Ryanair was able to attract a growing number of customers with its low-cost business model and passenger figures nearly doubled between fiscal years 2012 and 2019. In the most recent fiscal year, Ryanair uplifted some 142 million travelers, making it the sixth largest airline group in the world and the second largest in Europe after Lufthansa and its subsidiaries. Unsurprisingly, summer was the company’s busiest season, with more passengers choosing to fly in the months of July and August than any other time of the year.

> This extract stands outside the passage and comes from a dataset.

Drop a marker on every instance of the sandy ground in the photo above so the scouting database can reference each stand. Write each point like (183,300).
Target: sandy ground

Commercial airlines generated around 30 billion U.S. dollars in net profits in 2018, marking the third year in a row that figures declined. Projections for 2019 see a continuation of this trend, mainly due to rising operating costs for airlines. Ryanair cited ongoing strikes, staff shortage and a surge in fuel and oil prices as the main reasons behind their 39 percent loss in net profits in 2019. That same year, the budget airline recorded roughly 6.7 billion euros in spending on operations, being the company’s most expensive year in the period of consideration.
As of March 2019, Ryanair was employer to 16,840 people. This was the largest number ever employed by the Irish airline and largely the result of the company acquiring Polish carrier Ryanair Sun (to be rebranded as “Buzz” later in 2019) and Austrian carrier Laudamotion. Of their staff, 5,446 people were employed as pilots.